UPDATE: An update to contributory parent visa numbers can be found here.
Last week, a new instrument updated the number of parent and other family member visas to be approved this financial year to include a cap on the number of contributory parent visas that can be granted. This is the first time in recent memory, if not ever, that contributory parent visas have their numbers limited.
The Migration Act empowers the Minister to determine the maximum number of visas of a certain class that can be granted in any financial year. This power does not allow the Minister to cap the number of temporary protection visas or safe haven enterprise visas.
Non-contributory parent visas have been capped for a number of years. The rationale for this is simply that Australia’s welfare system could not be manageable otherwise. Invariably, the cost to Australia’s public healthcare system, and an increase in the total cost for the age pension when parent visa holders becomes eligible would blow out the nation’s social services budget.

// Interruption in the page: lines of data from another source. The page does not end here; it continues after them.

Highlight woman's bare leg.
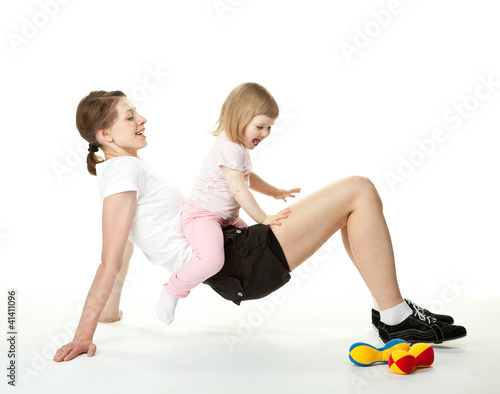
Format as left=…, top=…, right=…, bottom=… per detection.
left=341, top=226, right=370, bottom=293
left=270, top=176, right=403, bottom=310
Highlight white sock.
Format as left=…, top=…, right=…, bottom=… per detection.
left=380, top=301, right=412, bottom=326
left=372, top=297, right=379, bottom=311
left=156, top=286, right=178, bottom=325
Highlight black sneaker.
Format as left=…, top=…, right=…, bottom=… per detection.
left=378, top=314, right=466, bottom=344
left=371, top=298, right=455, bottom=329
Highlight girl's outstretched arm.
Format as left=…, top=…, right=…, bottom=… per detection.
left=53, top=191, right=137, bottom=362
left=222, top=167, right=290, bottom=225
left=249, top=172, right=301, bottom=202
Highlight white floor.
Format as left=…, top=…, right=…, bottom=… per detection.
left=5, top=294, right=499, bottom=394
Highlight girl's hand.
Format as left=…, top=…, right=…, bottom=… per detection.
left=53, top=337, right=96, bottom=362
left=262, top=208, right=291, bottom=226
left=274, top=188, right=301, bottom=202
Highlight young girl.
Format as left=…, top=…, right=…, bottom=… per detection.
left=157, top=83, right=301, bottom=324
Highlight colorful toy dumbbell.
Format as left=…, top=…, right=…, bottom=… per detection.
left=349, top=339, right=410, bottom=366
left=388, top=343, right=434, bottom=375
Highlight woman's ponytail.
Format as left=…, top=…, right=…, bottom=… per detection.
left=86, top=150, right=104, bottom=176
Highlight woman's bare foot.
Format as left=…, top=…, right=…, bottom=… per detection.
left=99, top=309, right=123, bottom=323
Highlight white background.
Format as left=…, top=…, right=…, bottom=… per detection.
left=1, top=0, right=499, bottom=311
left=0, top=1, right=499, bottom=391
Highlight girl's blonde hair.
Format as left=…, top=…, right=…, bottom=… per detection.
left=211, top=82, right=279, bottom=144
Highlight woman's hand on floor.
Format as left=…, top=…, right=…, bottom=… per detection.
left=53, top=337, right=96, bottom=362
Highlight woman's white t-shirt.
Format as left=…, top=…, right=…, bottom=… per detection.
left=96, top=156, right=195, bottom=272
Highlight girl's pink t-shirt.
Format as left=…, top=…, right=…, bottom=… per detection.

Parent visas can be classified into a number of categories. One is whether it is a contributory or non-contributory parent visa. Contributory parent visas require a second visa application charge requested prior to grant, which is currently $43,600 per applicant over 18 years old. This can be split over two visas (a temporary then permanent visa), however, there will need to be two separate applications, further visa application charges, and because this fee is indexed every year, a slightly higher total fee. Given that a Productivity Commission report said the cost of each migrant parent to the Australian taxpayer is between $335 000 and $410 000 per adult, the second visa application charge should be considered a bargain.

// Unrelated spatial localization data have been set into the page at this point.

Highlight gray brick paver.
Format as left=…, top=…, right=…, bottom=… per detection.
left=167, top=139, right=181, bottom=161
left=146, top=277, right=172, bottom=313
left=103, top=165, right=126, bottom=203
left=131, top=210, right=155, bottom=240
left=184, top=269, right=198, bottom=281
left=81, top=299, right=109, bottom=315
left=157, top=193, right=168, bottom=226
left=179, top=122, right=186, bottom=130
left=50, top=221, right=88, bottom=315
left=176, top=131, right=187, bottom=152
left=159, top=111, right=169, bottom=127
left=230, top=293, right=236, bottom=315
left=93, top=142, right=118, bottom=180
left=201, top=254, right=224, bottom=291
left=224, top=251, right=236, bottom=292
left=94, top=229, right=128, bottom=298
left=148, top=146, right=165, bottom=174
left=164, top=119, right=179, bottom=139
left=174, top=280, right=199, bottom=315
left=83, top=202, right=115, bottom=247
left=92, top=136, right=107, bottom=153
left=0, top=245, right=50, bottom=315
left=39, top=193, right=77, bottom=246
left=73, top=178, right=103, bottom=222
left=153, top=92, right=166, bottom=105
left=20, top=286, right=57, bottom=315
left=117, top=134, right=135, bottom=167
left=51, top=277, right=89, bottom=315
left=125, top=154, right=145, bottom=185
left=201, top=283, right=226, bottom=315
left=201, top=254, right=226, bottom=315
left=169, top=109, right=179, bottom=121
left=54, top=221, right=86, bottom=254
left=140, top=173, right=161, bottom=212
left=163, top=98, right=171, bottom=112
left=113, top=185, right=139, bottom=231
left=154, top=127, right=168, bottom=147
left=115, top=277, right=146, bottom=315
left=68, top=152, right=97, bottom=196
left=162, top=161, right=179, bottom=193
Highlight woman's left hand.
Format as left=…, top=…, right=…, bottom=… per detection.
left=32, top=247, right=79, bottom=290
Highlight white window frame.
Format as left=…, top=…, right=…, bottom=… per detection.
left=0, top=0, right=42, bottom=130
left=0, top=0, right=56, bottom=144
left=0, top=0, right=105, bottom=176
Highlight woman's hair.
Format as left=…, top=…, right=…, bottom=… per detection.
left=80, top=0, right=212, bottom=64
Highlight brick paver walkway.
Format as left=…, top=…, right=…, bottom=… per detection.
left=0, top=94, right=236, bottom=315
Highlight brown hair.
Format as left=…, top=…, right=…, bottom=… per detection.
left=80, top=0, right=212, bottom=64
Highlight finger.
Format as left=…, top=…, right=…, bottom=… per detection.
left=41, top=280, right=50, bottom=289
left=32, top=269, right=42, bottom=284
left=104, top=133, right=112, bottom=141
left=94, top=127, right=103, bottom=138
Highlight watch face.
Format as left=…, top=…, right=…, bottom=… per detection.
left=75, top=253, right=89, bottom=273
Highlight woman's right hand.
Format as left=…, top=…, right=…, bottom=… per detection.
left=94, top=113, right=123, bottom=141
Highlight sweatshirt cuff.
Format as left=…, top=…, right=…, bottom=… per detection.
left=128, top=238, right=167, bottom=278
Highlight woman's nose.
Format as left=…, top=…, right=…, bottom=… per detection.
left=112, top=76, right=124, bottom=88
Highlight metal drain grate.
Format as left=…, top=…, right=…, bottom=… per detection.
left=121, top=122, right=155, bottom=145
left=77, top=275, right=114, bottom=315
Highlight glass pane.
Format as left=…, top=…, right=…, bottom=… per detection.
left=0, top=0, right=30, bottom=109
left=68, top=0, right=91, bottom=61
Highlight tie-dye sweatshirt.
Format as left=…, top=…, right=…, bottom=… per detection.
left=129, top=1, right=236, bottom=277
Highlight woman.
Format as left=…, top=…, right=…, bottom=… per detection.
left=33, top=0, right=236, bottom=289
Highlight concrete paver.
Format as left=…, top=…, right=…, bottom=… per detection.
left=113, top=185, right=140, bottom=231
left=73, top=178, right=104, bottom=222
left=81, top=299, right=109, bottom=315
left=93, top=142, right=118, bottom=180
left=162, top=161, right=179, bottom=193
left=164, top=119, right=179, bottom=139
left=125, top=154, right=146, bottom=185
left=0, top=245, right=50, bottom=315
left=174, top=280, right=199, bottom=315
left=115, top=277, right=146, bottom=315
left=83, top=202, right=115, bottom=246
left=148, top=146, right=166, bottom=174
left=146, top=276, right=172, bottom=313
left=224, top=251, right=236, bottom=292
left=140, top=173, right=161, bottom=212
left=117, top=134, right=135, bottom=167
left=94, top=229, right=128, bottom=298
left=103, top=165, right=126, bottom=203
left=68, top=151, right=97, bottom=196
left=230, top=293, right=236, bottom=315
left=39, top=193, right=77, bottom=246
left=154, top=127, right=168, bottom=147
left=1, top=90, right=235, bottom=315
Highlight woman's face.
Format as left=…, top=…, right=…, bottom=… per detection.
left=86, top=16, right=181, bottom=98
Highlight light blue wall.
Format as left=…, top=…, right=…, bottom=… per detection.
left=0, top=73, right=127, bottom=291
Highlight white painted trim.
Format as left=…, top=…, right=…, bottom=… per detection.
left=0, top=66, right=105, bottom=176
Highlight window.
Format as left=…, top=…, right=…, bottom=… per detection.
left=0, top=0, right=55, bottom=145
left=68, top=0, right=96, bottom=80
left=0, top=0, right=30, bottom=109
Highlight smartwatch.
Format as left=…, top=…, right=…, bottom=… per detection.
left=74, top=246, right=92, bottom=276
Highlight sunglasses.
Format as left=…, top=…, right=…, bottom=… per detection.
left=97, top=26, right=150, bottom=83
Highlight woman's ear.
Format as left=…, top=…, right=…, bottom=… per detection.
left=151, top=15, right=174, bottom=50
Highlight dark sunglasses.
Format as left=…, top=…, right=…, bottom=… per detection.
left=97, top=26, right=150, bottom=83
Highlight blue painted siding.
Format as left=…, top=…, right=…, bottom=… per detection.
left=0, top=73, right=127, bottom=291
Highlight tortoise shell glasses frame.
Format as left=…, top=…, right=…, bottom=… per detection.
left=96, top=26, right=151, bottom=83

The benefit of a contributory parent visa is faster processing. The current processing time of just over 3 years is much faster than the 30-year wait for non-contributory parent visas, a reason for the premium.
The new legislative instrument, however, now limits the number of contributory parent visas that can be granted to 7175 this financial year. This affects:
Subclass 173 – Contributory Parent (Temporary) visas,
Subclass 143 – Contributory Parent visas,
Subclass 884 – Contributory Aged Parent (Temporary) visas, and
Subclass 864 – Contributory Aged Parent visas.
For non-contributory parent visas, the number of visas that can be granted this financial year has shrunk by 50, and is now 1500 visas. This affects:
Subclass 103 – Parent visas, and
Subclass 804 – Aged parent visas.
Additionally, other family visas have been reduced by 20 visas to 500. This affects:
Subclass 114 and Subclass 838 – Aged Dependent Relative visas,
Subclass 115 and Subclass 835 – Remaining Relative visas, and
Subclass 116 and Subclass 836 – Carer visas.
Other family visas have an estimated wait time of a ridiculous 50 years.
Contributory parent visas will continue to be a more attractive option especially since the new formula for calculating the salary requirements for the mandatory 10-year Assurance of Support (AoS) was scrapped, removing any reference to the newstart income cut-off, which was the basis for a significant increase in salary requirements. The 12-month AoS requirement for the Community Support Programme for humanitarian visas, however, remains.
Lastly, to complete the updated picture on parent visas, the proposed temporary parent visa is stuck in legislative limbo as related laws have not yet passed the Senate.